Diskriminasi merupakan tindakan yang membeda-bedakan dan kurang bersahabat dari kelompok dominan terhadap kelompok subordinasinya.
Jika prasangka lebih mengarah pada sikap dan keyakinan, maka diskriminasi tertuju pada tindakan. Tindakan diskriminasi biasanya dilakukan oleh orang yang memiliki prasangka kuat akibat tekanan tertentu, misalnya tekanan budaya, adat istiadat, kebiasaan, atau hukum. Ada hubungan antara prasangka dan diskriminasi yang saling menguatkan, selama ada prasangka, di sana ada diskriminasi. Jika prasangka dipandang sebagai keyakinan atau ideologi, maka diskriminasi adalah terapan keyakinan atau ideologi.

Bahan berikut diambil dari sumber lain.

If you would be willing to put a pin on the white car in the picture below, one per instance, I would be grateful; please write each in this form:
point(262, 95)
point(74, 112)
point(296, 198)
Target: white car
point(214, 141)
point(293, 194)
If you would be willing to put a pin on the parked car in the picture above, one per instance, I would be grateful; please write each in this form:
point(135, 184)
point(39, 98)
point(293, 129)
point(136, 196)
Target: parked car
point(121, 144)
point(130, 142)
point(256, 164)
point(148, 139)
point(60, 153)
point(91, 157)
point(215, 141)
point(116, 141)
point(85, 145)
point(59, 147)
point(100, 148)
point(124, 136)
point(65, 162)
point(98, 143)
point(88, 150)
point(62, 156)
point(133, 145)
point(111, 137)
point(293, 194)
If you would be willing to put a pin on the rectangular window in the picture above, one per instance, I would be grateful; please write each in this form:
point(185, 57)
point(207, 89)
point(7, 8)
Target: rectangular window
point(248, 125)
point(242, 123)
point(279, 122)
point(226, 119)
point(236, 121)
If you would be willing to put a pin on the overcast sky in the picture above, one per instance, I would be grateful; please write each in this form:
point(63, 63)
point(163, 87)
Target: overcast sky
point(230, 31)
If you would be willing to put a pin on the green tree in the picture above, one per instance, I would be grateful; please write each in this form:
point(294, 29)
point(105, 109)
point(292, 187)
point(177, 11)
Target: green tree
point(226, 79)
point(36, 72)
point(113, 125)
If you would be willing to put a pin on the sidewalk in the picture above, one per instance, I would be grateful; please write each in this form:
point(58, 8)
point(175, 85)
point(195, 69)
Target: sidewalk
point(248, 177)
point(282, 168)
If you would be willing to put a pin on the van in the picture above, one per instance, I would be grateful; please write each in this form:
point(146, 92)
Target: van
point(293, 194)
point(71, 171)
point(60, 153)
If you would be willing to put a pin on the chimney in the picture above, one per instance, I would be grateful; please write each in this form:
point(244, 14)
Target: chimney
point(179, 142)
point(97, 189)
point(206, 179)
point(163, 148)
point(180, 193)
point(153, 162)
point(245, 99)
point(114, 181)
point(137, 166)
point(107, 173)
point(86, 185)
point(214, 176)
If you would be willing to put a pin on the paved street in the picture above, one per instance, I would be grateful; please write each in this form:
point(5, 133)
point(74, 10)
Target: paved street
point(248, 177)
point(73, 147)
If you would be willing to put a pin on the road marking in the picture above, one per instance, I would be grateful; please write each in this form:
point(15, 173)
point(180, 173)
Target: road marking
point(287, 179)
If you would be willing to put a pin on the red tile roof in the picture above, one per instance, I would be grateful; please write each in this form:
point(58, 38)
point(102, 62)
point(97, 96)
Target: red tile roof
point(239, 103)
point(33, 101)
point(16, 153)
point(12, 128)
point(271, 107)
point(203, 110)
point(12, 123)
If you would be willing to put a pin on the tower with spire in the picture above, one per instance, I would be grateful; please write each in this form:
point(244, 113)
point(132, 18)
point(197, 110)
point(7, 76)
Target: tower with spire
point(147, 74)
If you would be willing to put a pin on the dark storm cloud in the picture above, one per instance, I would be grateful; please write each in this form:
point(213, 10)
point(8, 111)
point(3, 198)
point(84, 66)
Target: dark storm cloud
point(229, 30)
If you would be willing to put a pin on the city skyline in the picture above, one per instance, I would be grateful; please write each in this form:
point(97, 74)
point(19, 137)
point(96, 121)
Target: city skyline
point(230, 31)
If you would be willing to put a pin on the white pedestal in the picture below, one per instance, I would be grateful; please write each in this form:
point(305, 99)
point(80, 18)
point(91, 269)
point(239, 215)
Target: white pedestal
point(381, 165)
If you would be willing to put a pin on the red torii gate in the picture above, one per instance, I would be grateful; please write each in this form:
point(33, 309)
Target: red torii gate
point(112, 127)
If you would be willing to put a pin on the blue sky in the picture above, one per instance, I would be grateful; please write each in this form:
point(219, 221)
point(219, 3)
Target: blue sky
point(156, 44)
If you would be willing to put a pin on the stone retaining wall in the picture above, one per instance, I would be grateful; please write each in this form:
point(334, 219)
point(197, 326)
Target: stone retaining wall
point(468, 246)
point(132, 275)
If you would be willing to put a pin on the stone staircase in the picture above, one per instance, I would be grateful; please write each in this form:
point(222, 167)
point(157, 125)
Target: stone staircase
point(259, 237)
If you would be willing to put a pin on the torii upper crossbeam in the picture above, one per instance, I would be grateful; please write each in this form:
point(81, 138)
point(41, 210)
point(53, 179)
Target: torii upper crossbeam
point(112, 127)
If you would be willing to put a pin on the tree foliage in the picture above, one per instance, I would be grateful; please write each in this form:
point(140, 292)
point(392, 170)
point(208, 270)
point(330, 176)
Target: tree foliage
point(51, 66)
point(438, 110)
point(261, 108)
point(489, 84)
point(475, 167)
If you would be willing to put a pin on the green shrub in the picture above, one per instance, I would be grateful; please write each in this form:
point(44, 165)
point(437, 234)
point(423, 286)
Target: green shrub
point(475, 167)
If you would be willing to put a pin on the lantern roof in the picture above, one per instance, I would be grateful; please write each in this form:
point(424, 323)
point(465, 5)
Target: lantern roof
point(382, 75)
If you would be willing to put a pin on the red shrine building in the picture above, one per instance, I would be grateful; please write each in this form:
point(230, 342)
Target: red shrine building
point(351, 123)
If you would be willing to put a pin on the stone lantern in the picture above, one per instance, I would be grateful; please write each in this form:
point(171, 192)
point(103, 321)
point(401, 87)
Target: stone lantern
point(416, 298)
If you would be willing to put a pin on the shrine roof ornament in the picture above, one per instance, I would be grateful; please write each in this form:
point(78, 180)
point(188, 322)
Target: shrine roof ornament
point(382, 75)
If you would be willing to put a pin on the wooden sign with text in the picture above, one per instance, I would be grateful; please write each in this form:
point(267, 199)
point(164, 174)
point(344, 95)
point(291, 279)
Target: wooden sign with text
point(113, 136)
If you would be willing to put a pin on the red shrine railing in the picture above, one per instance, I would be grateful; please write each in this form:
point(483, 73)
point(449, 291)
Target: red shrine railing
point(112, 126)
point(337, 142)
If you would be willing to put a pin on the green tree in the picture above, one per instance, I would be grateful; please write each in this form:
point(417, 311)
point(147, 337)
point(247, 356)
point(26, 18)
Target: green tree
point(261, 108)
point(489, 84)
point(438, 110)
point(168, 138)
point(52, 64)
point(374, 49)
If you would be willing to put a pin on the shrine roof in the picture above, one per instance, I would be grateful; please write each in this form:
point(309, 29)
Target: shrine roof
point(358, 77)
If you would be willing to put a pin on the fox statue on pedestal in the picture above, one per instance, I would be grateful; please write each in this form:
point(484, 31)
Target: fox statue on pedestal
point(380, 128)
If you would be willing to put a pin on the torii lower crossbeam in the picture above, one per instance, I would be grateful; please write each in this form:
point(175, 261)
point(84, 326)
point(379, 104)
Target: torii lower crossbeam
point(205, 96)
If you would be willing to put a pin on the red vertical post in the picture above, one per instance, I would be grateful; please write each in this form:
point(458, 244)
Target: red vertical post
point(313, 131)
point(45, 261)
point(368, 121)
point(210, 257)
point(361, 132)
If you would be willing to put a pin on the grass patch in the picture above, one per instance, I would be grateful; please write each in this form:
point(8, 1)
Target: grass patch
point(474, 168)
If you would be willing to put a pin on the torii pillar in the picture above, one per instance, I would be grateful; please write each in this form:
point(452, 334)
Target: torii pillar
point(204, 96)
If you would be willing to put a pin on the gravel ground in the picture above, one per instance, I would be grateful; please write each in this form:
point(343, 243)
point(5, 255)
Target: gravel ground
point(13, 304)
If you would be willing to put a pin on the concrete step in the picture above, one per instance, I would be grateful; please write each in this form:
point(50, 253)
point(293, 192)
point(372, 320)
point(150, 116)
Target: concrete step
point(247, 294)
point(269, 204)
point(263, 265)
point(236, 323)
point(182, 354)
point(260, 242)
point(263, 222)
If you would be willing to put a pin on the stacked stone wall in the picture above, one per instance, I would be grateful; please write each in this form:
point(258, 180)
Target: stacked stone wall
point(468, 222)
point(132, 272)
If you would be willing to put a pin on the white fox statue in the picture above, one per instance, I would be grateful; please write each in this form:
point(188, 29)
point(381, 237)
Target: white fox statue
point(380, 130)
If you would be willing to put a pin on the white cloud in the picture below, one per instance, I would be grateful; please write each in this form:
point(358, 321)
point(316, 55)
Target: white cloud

Apabila sikap-sikap negatif atau penyakit budaya itu sangat rawan terjadi pada negara kita yang bersifat multikulturalisme, yang jika tidak diikat oleh nilai Pancasila yang berasaskan Bhineka Tunggal Ika, akan menimbulkan perpecahan yang sangat merugikan persatuan dan kesatuan bangsa dan negara.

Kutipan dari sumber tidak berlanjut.